If you are wondering what a court reporter does, the only thing you need to know is that this person records everything that transpires in the courtroom, unless if the judge specifically instructs for a certain exchange to be stricken from the record.
Court reporting is a career that takes a person and makes him or her part of the judicial system, albeit in a more passive role. If you are interested in becoming a court reporter or stenographer, you should know that the certification varies from state to state, and there are even states that do not require any certification at all, only skills and the ability to type at least 225 words permit. There are also states that require licensing.

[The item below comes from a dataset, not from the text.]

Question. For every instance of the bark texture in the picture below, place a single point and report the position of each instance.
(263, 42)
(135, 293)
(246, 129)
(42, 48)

The states that do not require certification include New York, Florida, Indiana, Nebraska, Virginia and South Carolina only have voluntary certification programs. On the other hand, Alaska, Colorado, Kentucky, Maryland, Maine, Massachusetts, Minnesota, Montana, North Dakota, North Carolina, Ohio, Pennsylvania, Rhode Island, Vermont, South Dakota, West Virginia, Wyoming and Wisconsin have nothing in the way of certification at all.
The rest of the states either accept third-party certification like those coming from the National Court Reporters Association, which offer the Registered Professional Reporter certification or offer of reciprocity where you need to also pass state requirements at the same time that you present certification. Still, other states require for their court reporters to pass exams at the state level. You will want to check out the requirements of your state if it does not belong to the list of states that do not have certification requirements.
Court reporting has been around since ancient times, back when the courts started to take shape in the civilized society. However, the machine that court reporters currently use to transcribe called the stenograph machine didn’t appear until 1877. In recent times, the tools for transcribing have included video and other tools, although the court system still requires transcripts of what has happened in court.
Do you have what it takes to become a court reporter or stenographer? Well, that depends on your typing skill. As we said earlier, court reporters are super typists that need to be able to type at least 225 words per minute or even faster. If that is not super fast, we do not now what is, and stenographers train for the job for years before applying for it.